Perhaps the most prominent feature is the maxillary palp, the long, segmented, antenna-like appendage rising from a basal piece called the palpifer. This palp is loaded with chemoreceptors and mechanoreceptors. While the cockroach chews, the maxillary palps are constantly touching, tasting, and assessing the food. They provide real-time sensory feedback, letting the insect fine-tune its feeding behavior based on what it’s actually eating. If you’ve ever seen a cockroach seemingly “feeling” its food before eating, the maxillary palps are largely responsible for that behavior.
5. Labium
Anchoring the very bottom of the diagram, the labium is the cockroach’s lower lip, and it’s actually formed from a pair of fused second maxillae. Its structure mirrors the first maxilla in some ways, but everything is joined along the midline into a single unit. Starting from the bottom, you can identify the submentum, the broad basal plate that connects to the head. Above it is the mentum, a slightly narrower segment, and then the prementum, which supports the working lobes and palps at the top.

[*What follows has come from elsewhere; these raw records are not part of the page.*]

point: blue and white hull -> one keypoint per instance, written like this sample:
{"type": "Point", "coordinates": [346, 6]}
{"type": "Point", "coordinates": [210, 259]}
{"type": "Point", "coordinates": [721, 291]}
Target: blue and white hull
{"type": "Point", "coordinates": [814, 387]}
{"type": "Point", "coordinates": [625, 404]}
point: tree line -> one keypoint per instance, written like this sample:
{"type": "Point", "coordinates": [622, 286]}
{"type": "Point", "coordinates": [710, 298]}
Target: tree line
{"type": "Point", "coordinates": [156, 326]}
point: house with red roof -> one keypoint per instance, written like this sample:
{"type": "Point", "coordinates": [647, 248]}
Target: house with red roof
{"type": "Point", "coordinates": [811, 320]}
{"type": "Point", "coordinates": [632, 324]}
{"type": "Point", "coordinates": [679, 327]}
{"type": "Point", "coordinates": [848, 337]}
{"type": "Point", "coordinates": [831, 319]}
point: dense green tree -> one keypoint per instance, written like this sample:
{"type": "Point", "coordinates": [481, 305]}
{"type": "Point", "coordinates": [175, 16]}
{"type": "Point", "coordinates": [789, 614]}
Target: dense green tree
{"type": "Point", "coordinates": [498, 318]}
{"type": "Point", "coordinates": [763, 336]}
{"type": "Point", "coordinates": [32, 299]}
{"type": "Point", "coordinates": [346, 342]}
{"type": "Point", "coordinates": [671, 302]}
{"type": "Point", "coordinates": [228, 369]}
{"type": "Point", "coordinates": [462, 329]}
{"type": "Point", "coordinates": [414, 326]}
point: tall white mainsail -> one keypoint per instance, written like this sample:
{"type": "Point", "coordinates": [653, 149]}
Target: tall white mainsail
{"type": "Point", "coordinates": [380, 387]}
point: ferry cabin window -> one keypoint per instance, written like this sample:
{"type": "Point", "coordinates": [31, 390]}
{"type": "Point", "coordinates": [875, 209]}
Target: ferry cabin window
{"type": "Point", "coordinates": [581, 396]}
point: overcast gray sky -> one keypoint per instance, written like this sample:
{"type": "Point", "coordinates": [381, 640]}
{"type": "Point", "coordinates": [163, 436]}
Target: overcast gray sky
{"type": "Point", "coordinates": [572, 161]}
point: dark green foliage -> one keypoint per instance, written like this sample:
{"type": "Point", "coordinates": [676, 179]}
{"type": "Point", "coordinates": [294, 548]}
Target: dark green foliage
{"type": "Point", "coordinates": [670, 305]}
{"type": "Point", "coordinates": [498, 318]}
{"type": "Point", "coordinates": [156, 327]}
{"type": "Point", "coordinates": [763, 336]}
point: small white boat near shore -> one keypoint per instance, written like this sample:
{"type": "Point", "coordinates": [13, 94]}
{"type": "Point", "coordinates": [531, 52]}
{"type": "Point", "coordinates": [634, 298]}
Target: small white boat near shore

The prementum carries two pairs of small lobes at its tip: the glossae (inner lobes) and the paraglossae (outer lobes). These soft, tongue-like structures help with lapping up liquids and manipulating very small food particles. They work in coordination with the maxillae and hypopharynx, ensuring that nothing edible slips past the feeding apparatus. A supporting piece called the palpiger gives rise to the labial palps, which are shorter than the maxillary palps but serve a similar sensory purpose.
Those labial palps continuously sample the chemical composition and texture of whatever the cockroach is feeding on, providing yet another layer of sensory input. Together with the glossae and paraglossae, the labium creates a kind of floor beneath the mouth, preventing food loss from below while simultaneously tasting and guiding particles toward the throat. It’s the final checkpoint before food enters the digestive tract, and its dual sensory-mechanical role is a key part of what makes the cockroach such an adaptable and relentless feeder.